Chinese OCR in C# and .NET

Other versions of this document:

IronOCR is a C# software component that allows .NET developers to read text from images and PDF documents in 126 languages, including Chinese. The Chinese Language Pack contains both Chinese Simplified and Chinese Traditional characters.

It is an advanced fork of Tesseract, built exclusively for .NET developers, and regularly outperforms other Tesseract engines for both speed and accuracy. The library allows the recognition of images and documents of different formats in various languages, including Chinese. It supports over 125 languages and offers a high level of recognition accuracy compared to the competition. IronOCR's API has been designed with extensibility and customization in mind. You can enhance IronOCR's performance by adding your tuning data or features to the tracker. IronOCR uses many Optical Character Recognition Techniques and can be used on a Windows PC, Linux, macOS, and other well-known platforms.
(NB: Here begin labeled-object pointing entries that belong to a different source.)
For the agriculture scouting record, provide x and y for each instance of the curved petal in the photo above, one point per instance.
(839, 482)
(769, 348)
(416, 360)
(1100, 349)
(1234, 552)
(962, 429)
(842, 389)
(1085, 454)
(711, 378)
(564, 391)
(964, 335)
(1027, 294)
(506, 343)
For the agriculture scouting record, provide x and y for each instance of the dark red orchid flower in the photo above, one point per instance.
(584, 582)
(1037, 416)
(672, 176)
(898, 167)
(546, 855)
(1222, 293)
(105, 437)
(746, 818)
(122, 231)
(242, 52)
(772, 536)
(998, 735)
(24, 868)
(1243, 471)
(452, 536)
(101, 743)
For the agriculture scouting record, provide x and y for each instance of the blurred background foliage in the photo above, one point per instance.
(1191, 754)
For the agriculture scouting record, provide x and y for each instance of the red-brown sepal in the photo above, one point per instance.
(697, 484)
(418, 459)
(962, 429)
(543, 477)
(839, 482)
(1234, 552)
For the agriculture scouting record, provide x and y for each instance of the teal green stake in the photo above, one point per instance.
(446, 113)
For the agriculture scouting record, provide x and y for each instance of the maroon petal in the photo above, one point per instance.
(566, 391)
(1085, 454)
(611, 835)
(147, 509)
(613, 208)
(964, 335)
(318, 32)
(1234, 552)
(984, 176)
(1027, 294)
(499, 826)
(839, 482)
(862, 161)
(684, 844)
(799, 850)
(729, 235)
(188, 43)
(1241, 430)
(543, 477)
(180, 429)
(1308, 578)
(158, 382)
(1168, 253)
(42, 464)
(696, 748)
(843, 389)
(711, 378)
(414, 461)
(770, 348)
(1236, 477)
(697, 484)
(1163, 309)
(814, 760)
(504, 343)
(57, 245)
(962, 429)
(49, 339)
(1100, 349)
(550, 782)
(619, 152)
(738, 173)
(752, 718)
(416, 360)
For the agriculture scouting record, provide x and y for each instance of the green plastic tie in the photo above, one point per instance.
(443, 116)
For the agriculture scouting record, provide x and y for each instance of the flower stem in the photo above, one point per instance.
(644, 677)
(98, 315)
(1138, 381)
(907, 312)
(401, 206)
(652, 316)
Contents of IronOcr.Languages.Chinese

This package contains 352 OCR languages for .NET:

  • ChineseSimplified
  • ChineseSimplifiedBest
  • ChineseSimplifiedFast
  • ChineseSimplifiedVertical
  • ChineseSimplifiedVerticalBest
  • ChineseSimplifiedVerticalFast
  • ChineseTraditional
  • ChineseTraditionalBest
  • ChineseTraditionalFast
  • ChineseTraditionalVertical
  • ChineseTraditionalVerticalBest
  • ChineseTraditionalVerticalFast

Download

We can download the Chinese Language Pack [中文 (Zhōngwén)] from the following links:

Using IronOCR for the Chinese Language

Create or Open a C# Project

To start with IronOCR, you need to create a C# .NET project. We are using Visual Studio 2022 for this purpose. You can choose a version according to your needs, with the latest version of Visual Studio recommended for a smooth experience. We will create a GUI interface to select the image. IronOCR can also be used in a console application by providing the direct path of the image. Implement the following steps to create a C# project in Visual Studio 2022:

  • Open Visual Studio 2022.
  • Click on the "Create a new project" button.

Image 1

  • Write "Windows" in the search bar, select the "Windows Form" application from the search results, and click on the "Next" button.

Image 2

  • Give a name to the project. I am assigning the name "ChineseOCR" to the project. After naming, click on the "Next" button.

Image 3

  • Select the .NET framework on the next screen. Choose the .NET framework according to the needs of your project. We are selecting the .NET 5.0 version for this tutorial.

Image 4

  • After selecting, click on the "Create" button. It will create the C# Windows Form project in Visual Studio.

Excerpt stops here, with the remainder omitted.